Bu nedenle psiko-onkolog, kadınlara anti-hormon tedavisi hakkında en çok neyin korkutucu olduğunu sorar. Ve bu çok farklı: Tüm yaşamları boyunca kilolarıyla mücadele edenler belki de en çok kilo almaktan korkuyorlar. Diğerleri birkaç kilo fazlasına kayıtsız kalıyor, ancak eklem ağrıları onlar için kabul edilemez çünkü hareketli kalmaları gerekiyor.

“Sonra hastalarla birlikte, bu şikayetlerin gerçekten ortaya çıkıp çıkmadığını hayal ediyoruz. Bu şekilde size hangi seçeneklerin mevcut olduğunu gösterebiliriz - tıbbi ve psikolojik, ”diyor Nestoriuc.

Sadece birkaç terapötik seansta, kadınlar yan etkilerle başa çıkmak için bir “zihinsel araç seti” hazırlarlar. Ve son olarak, çok önemli takip tedavisi için kendinizi iyi hazırlanmış hissedin. “O zaman sadece bilmiyorsunuz: tamoksifen alan her dört kadından biri ateş basması yaşıyor. Daha sonra, onları ilgilendirdiğinde tam olarak ne yapabileceklerini de biliyorlar ”diyor psiko-onkolog.

Olumlu bir tutum korur

Buna ek olarak, psiko-onkologlar, kişinin kendisini semptomlardan uzaklaştırmaya veya onlara karşı farklı, daha olumlu bir tutum benimsemeye ve böylece terapiye daha iyi dayanmaya yardımcı olan ağrı terapisi tekniklerini öğretir.

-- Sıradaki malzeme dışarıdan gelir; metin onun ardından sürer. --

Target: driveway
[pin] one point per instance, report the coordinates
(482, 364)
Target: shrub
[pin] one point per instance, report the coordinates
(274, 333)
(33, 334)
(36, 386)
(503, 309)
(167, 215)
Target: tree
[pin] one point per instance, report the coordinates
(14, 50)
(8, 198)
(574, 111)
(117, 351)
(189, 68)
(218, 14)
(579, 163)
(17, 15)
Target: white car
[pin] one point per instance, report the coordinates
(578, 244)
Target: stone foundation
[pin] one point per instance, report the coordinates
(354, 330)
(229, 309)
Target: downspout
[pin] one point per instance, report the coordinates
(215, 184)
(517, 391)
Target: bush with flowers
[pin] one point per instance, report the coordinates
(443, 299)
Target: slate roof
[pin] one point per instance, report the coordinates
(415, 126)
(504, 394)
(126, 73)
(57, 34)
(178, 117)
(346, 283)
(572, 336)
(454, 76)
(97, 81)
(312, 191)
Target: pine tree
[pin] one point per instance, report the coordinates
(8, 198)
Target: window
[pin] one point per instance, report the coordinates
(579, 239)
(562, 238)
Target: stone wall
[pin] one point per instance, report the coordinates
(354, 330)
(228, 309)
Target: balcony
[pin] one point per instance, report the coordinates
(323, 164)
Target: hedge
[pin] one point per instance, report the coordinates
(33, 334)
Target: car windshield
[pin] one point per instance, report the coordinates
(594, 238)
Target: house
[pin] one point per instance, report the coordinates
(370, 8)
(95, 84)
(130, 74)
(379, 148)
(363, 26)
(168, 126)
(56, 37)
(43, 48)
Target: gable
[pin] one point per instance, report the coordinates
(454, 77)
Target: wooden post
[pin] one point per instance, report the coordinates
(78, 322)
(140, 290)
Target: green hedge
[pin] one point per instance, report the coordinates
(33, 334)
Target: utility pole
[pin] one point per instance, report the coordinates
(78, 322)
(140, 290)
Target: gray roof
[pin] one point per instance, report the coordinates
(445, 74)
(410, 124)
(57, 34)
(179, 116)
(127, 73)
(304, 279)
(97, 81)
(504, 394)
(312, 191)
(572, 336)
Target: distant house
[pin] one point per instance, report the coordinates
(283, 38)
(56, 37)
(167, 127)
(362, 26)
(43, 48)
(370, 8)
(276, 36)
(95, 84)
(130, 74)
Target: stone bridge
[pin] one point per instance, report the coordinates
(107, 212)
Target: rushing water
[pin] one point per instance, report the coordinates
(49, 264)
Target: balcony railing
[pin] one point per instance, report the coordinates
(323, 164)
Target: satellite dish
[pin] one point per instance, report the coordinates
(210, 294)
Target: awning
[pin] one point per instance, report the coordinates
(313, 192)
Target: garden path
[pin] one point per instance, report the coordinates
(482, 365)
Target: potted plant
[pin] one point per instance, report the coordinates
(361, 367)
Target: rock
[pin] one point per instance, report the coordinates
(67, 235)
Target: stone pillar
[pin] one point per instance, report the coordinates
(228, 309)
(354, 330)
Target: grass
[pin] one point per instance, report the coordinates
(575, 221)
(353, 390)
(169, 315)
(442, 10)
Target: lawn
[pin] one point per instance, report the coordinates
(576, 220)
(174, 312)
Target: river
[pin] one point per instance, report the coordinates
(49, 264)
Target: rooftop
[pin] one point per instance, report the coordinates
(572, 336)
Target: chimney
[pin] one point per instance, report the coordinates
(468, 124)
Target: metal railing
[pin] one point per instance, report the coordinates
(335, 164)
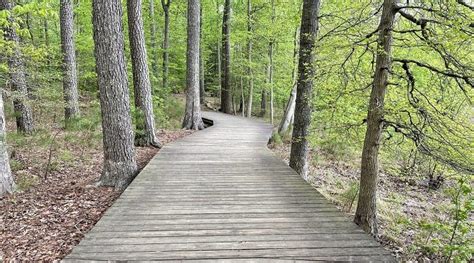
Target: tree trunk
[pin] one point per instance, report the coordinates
(249, 58)
(145, 135)
(366, 215)
(271, 46)
(290, 106)
(304, 93)
(119, 161)
(202, 88)
(154, 62)
(263, 102)
(192, 117)
(226, 92)
(71, 96)
(23, 113)
(166, 40)
(6, 180)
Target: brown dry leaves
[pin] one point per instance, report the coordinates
(46, 221)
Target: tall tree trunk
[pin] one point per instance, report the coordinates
(304, 93)
(366, 215)
(145, 122)
(271, 47)
(23, 113)
(154, 62)
(6, 180)
(226, 92)
(202, 88)
(249, 58)
(192, 117)
(71, 96)
(290, 106)
(263, 101)
(166, 42)
(119, 160)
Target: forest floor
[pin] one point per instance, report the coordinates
(57, 202)
(400, 212)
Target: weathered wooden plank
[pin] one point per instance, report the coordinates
(220, 195)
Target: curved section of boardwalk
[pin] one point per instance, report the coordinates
(220, 194)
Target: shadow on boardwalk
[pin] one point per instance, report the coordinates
(221, 194)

Ayrıca doğru bilgiye ulaşmaya yardımcı olur. Doğal olarak olumlu deneyimlerden daha fazla korku hikayesi içeren tartışma forumları mutlaka en iyi kaynak değildir: Nestoriuc, "Onkoloğunuza ilaçların tam olarak ne yaptığını ve terapinin neden bu kadar değerli olduğunu sorsanız iyi olur" diyor. Bilim adamı, olumlu bilgilerin yan etkileri ve dolayısıyla fesih riskini azaltabileceğine inanıyor. Şu anda bunu da kanıtlamak için çalışıyor: Şimdiden bir sonraki çalışma üzerinde çalışıyor.